I also live in Bethlehem, PA, and I agree that it's a...well, perhaps hip is too strong a word, but certainly citified enough to please me, with more than enough open space as well. Being so close to Philly and NYC is also a major advantage.

Sorry for the disjointedness here, I was trying to cover several points. Usually I'm fairly succinct and on focus...

Rational Moderate said...

I'd like to point out that I never said the movie was about intelligent design, but rather it shares the same anti-science conclusions about intelligent design.

And of course you can debate the scientific merits about a movie that contains, however badly, science as justification for it's plot. The whole notion that you can't critique it because it's fiction is nonsense. Since it relied on science as a background and gave no indication that the world the characters inhabit was vastly different from our own we can easily ask ourselves if what happened in the movie fit or honored these prerequisites. If it does neither, as I think this one did, than we can rightly criticize it for being a bad movie.

Thanks for posting. Having terrible allergies myself I recommend the zrytec that's over the counter now if you haven't tried that. It works, for me, a lot better than claritin, though it does make me a bit groggy. I usually end up mostly taking claritin and then switch to zrytec on the really bad days.

I agree that the study of the evolution of flora on protection would have been a really interesting way to go for this movie, but as it was it just made some vague references to the trees or plants rapidly evolving in their lifetime to knock us out. Although, in fairness to the film, M. Night did leave it open to the possibility that it was the nuclear power plants causing this from the shots of the towers over by Philly, and the bit at the end in France. Of course nuclear power is one of the cleanest sources we have if we are to believe that the plants are attacking us because of the pollution so I think M. Night is even more confused about what he's trying to preach.

And lastly, Bethlehem is pretty hip. Good festivals, good places to eat, great parks, nice historic area, dog friendly, and the people (unlike some other areas - Emmaus I'm looking at you) are really friendly. Plus, the cigar shop right downtown is fantastic. At the very least, it's not hillbilly-ish.

The Rational Moderate

Anonymous said...

I'd still disagree .. however, thats just my point of view.
Anyway, I apologize for the hillbilly remark .. that was uncalled for.


Rational Moderate said...

Consider it forgotten.

The Rational Moderate

Amanda said...

I really wanted to like this movie but felt insulted when the "science" teacher explained that some things just can't be explained. That doesn't sound like the "science" I was taught. I kept hearing echoes of "God dunnit" in all the "scientific" explanations.

But apart from that and apart from all the actors just walking through their parts, what I found most annoying was the premise -- how many times have we heard it before: humans beings are a virus on the planet. We're killing the planet. We need to be stopped. Yawn.

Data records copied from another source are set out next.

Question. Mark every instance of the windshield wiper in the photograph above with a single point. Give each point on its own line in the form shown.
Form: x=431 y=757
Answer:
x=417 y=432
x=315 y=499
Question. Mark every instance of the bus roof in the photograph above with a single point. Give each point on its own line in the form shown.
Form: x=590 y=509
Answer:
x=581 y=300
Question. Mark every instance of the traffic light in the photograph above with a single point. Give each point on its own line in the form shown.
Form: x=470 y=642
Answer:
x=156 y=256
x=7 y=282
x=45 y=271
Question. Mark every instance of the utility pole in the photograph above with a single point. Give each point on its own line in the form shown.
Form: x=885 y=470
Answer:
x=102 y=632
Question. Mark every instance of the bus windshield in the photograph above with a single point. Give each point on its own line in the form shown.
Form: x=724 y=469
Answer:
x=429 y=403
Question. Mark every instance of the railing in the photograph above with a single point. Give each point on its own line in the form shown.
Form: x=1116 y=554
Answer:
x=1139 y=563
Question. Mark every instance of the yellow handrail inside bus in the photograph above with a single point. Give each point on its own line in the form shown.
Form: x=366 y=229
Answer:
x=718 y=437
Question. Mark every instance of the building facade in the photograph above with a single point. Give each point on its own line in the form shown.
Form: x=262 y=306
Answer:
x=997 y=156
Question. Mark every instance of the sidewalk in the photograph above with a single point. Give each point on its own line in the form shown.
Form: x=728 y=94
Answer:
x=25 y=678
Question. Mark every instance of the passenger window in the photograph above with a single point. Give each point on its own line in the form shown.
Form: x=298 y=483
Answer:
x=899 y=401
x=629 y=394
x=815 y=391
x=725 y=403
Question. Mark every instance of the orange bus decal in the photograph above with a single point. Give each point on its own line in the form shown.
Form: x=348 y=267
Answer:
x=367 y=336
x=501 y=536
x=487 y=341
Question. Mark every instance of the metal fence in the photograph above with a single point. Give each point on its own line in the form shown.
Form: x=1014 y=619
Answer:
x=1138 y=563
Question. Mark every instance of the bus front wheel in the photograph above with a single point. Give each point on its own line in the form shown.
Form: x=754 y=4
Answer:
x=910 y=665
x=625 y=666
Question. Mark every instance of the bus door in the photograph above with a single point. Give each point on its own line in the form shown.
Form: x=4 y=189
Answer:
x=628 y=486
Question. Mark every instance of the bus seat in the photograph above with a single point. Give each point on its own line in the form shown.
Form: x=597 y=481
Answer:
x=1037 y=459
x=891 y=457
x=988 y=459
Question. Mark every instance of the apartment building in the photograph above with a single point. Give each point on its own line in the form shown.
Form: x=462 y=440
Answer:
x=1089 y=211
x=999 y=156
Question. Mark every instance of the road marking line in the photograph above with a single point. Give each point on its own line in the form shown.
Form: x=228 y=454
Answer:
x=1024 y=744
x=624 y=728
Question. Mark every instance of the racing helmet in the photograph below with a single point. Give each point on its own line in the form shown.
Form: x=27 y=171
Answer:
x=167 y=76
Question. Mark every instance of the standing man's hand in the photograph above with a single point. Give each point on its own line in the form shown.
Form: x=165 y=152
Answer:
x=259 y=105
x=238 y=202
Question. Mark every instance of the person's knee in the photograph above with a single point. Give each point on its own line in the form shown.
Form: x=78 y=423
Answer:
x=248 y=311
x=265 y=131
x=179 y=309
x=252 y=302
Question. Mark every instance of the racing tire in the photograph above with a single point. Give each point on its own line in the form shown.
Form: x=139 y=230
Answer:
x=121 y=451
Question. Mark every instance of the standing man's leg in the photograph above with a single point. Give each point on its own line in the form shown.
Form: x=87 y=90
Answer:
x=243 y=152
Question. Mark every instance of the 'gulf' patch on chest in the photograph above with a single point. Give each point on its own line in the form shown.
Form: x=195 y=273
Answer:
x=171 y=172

A plot that would have been infinitely more interesting might have gone like this: humans exposed to the mystery toxin suddenly logic themselves into thinking "Hey, we're a virus on the planet, and for the good of the planet, we should all whack ourselves," and THEN they all step in front of the lawnmower, or dive into a chipper-shredder. Zombies are so much more interesting/frightening when they appear to have CHOSEN their zombieness. (Zombiehood? Zombification?)

And it wasn't at all scary, which bugged me. A couple of gross scenes doesn't equal scary. I was so disappointed...

Rational Moderate said...

hmmm, you're right. It was kind of a zombie movie in that people became mindless drones, but instead of attacking other people they attack themselves. So, I guess that makes it a boring zombie movie. So just like it was "The Birds" without the birds, it was also "Night of the Living Dead" without the living dead.

It would have been interesting to see the contrast in your version between those who saw the reason to kill themselves and those who didn't. That would have made for some very tense and scary scenes. Wouldn't it be nice to watch a movie where you could actually believe that the protagonist and antagonist actually have a point?